K Nearest Neighbors (KNN) is one of the most popular and intuitive supervised machine learning algorithms. It is available in Excel using the XLSTAT software.

## What is K Nearest Neighbors (KNN) machine learning?

The **K Nearest Neighbors method** (**KNN**) aims to categorize query points whose class is unknown given their respective distances to points in a learning set (i.e. whose class is known a priori). It is one of the most popular supervised **machine learning** tools.

A simple version of **KNN** can be regarded as an extension of the nearest neighbor method (NN method is a special case of KNN, k = 1).

The KNN classification approach assumes that each example in the learning set is a random vector in Rn. Each point is described as x =< a1(x), a2(x), a3(x),.., an(x) > where ar(x) denotes the value I of the rth attribute. ar(x) can be either a quantitative or a qualitative variable.

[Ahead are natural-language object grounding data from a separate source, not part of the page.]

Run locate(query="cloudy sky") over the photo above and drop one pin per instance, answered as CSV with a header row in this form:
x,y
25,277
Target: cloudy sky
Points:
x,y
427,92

To determine the class of the query point xq, each of the k nearest points x1,…,xk to xq proceed to voting. The class of xq corresponds to the majority class.

## K Nearest Neighbors in XLSTAT: options

**Distances**: Several distance metrics can be used in XLSTAT to compute similarities in the **K Nearest Neighbors** algorithm. Options vary according to the type of variables characterizing the observations (qualitative or quantitative).

- Distances available for quantitative data (metrics): Euclidian, Minkowski, Manhatan, Tchebychev, Canberra
- Distances available for quantitative data (kernels): linear, sigmoid, logarithmic, power, Gaussian, Laplacian
- Distances available for qualitative data: Overlap Metric (OM), Value Difference Metric (VDM)

**Validation**: XLSTAT proposes a **K-fold cross validation** technique to quantify the quality of the classifier. Data is partitioned into k equally sub samples of equal size. Among the *k* subsamples, a single subsample is retained as the validation data to test the model, and the remaining *k* − 1 subsamples are used as training data.

Other options available in the XLSTAT **K Nearest Neighbors** feature include **observation tracking** as well as **vote weighing**.

## K Nearest Neighbors in XLSTAT: results

The **K Nearest Neighbors** feature in XLSTAT includes displaying results by class or by object (observation).